The air always seems to be a little fresher when there is a saltiness that can be smelled coming from old Davey Jones’ locker. Having visited (and fished) in multiple oceans and seas, across several countries, I had the opportunity to experience the South Carolina coast for the very first time, and it was unlike any other experience that I’ve had.

For those of you who don’t know, I grew up in South Texas, fishing along the gulf coast and making regular trips to the famous South Padre Island. Of course, I was always pretending I was Captain Jack Sparrow, just a few miles to the east, sailing the Caribbean. While my childhood fantasies were far from reality, I did develop a love for the sea and a passion for conservation and the desire for adventure into the great unknown. But as time passed, and I grew older and so called wiser, that one quote from my childhood rung in my ears, “ The world’s still the same. There’s just less in it.” -Captain Jack Sparrow. And knowing that truth I made it my vendetta to protect the ocean and to experience it in all of its glory. And that leads us to today, where I had the opportunity to experience the South Carolina coast.

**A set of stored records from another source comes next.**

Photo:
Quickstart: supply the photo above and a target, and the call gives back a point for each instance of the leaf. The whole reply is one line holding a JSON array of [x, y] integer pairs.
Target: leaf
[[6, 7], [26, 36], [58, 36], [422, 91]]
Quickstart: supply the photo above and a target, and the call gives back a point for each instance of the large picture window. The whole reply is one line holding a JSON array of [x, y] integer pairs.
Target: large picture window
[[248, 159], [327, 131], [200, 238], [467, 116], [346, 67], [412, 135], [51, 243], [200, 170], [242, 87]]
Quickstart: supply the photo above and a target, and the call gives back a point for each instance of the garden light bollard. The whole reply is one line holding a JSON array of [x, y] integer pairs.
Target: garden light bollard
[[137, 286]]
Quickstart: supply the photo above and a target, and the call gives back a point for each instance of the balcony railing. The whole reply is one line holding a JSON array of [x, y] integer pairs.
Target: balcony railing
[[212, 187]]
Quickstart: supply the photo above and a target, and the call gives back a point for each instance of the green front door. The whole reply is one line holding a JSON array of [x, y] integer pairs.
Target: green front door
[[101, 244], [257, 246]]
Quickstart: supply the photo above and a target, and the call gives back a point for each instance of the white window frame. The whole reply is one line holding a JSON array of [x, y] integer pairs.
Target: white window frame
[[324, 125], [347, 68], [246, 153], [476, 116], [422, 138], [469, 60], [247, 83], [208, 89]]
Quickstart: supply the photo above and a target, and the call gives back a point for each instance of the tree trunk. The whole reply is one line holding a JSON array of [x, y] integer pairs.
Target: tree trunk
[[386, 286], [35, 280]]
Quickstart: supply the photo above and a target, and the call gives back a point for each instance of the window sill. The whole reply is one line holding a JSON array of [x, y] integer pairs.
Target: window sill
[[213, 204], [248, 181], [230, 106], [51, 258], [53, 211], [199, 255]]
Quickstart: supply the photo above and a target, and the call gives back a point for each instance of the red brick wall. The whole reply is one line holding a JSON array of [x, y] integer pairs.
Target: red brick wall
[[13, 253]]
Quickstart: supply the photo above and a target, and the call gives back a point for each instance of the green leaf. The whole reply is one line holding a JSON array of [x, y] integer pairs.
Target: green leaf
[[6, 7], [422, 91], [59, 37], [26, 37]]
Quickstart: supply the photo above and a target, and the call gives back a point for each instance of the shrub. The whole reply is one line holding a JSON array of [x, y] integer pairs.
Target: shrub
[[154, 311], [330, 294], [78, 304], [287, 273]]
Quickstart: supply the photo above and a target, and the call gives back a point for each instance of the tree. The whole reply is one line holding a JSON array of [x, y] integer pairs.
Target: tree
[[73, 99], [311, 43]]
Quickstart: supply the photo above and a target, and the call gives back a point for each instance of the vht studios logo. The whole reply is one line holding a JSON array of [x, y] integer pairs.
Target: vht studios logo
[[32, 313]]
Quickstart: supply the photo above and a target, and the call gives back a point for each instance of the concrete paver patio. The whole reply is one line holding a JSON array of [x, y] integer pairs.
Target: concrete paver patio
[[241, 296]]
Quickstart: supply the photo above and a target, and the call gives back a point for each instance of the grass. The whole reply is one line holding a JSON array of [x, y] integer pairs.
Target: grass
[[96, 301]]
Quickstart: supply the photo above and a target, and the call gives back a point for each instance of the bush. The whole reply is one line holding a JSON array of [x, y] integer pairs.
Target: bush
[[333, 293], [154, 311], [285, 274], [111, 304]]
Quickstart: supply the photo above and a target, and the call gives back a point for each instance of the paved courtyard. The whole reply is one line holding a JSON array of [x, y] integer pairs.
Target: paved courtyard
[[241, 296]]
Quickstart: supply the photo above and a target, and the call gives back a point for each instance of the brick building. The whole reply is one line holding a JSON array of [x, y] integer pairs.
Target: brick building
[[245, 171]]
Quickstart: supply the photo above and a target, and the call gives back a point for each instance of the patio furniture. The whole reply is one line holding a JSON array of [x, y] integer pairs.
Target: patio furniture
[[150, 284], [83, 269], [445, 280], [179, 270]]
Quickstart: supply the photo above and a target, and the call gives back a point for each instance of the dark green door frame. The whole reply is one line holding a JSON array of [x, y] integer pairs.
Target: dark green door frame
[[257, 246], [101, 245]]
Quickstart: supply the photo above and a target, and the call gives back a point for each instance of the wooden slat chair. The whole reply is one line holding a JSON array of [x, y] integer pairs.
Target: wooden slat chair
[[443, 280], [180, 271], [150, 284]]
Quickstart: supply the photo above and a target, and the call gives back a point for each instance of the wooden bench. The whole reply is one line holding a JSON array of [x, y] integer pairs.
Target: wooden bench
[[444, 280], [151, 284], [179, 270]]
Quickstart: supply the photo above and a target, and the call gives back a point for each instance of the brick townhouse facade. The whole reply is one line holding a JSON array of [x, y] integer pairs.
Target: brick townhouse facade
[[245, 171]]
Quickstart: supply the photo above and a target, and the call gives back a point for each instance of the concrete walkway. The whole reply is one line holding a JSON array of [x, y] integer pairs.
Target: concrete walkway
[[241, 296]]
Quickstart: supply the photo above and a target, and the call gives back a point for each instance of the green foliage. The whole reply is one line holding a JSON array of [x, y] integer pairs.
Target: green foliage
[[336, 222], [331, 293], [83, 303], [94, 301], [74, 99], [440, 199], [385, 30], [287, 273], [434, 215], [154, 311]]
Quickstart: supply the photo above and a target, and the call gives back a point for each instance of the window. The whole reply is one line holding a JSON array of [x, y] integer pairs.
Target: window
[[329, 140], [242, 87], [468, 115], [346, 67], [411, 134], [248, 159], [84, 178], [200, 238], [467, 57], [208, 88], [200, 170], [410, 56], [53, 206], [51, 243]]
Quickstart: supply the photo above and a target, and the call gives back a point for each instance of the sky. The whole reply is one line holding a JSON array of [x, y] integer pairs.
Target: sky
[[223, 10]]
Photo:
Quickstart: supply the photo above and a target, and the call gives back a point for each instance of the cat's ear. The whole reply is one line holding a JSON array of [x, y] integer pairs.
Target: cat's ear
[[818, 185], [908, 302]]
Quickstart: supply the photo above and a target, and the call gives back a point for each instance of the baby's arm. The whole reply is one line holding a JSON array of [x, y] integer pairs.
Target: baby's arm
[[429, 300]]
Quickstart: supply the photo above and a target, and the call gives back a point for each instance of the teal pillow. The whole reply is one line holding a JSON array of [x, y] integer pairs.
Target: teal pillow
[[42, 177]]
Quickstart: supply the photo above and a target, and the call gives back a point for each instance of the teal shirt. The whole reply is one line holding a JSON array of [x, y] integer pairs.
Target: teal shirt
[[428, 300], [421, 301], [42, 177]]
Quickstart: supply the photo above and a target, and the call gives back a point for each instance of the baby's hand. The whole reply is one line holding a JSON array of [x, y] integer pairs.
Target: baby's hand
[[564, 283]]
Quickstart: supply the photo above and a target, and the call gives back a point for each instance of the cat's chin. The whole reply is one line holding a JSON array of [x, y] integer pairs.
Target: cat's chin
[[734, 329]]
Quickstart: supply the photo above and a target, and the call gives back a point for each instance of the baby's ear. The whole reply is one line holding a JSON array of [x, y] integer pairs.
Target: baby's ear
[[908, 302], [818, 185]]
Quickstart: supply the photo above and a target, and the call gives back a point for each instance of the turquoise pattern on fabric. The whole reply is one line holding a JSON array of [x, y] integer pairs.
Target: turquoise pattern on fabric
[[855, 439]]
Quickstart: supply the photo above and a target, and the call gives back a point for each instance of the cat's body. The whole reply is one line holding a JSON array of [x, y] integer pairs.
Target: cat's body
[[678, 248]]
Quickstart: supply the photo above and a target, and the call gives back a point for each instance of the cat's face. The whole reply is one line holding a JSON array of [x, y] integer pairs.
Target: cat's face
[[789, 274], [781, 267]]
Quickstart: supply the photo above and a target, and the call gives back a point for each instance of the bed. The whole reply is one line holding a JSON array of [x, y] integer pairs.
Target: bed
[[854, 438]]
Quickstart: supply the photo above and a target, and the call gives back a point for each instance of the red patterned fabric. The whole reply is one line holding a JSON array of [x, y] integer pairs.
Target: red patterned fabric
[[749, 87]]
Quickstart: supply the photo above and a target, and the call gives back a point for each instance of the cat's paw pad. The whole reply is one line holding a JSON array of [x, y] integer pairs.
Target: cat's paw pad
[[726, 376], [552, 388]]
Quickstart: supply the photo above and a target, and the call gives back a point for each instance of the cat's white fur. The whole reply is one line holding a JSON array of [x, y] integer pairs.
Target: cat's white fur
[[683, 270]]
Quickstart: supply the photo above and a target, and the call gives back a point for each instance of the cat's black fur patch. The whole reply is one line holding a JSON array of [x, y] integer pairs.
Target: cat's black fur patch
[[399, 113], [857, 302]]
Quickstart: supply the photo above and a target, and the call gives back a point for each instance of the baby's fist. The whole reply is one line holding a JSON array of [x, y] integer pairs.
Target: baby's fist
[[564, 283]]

It is not Cancun, Saint Croix, Cabo, or even my memories of South Padre Island. It was an experience unlike any that I’ve ever had. The coast of the old south, the coastline that the original settlers of the Americas would have looked upon, is not the lavish and exquisite coastline of an “all inclusive resort” nor is it that of a fisherman’s town held together by passer throughs on the weekend. It is a true community that has been built and raised by the understanding that this place they call home is in fact their home. Parking isn’t found in some garage or “$10 per hour” parking lot. It is found right in front of the local residence’s house. For free. With a warm and welcome smile and the invitation to treat this land as if it were your own. The entire day spent out on the water was enjoyed without seeing a single plastic bottle floating on the water, and the beaches were full of local people, not tourists, who took care of their beach and had a kindness and respect for one another. There was no towering hotels, or trash cleanup crews. It was neighbors coming together to enjoy what they had, and inviting visitors with welcome arms. The hospitality and cleanliness was unlike any place I’ve ever experienced and I am truly grateful for having had the chance to share in their culture (and to take some of their fish home for my family).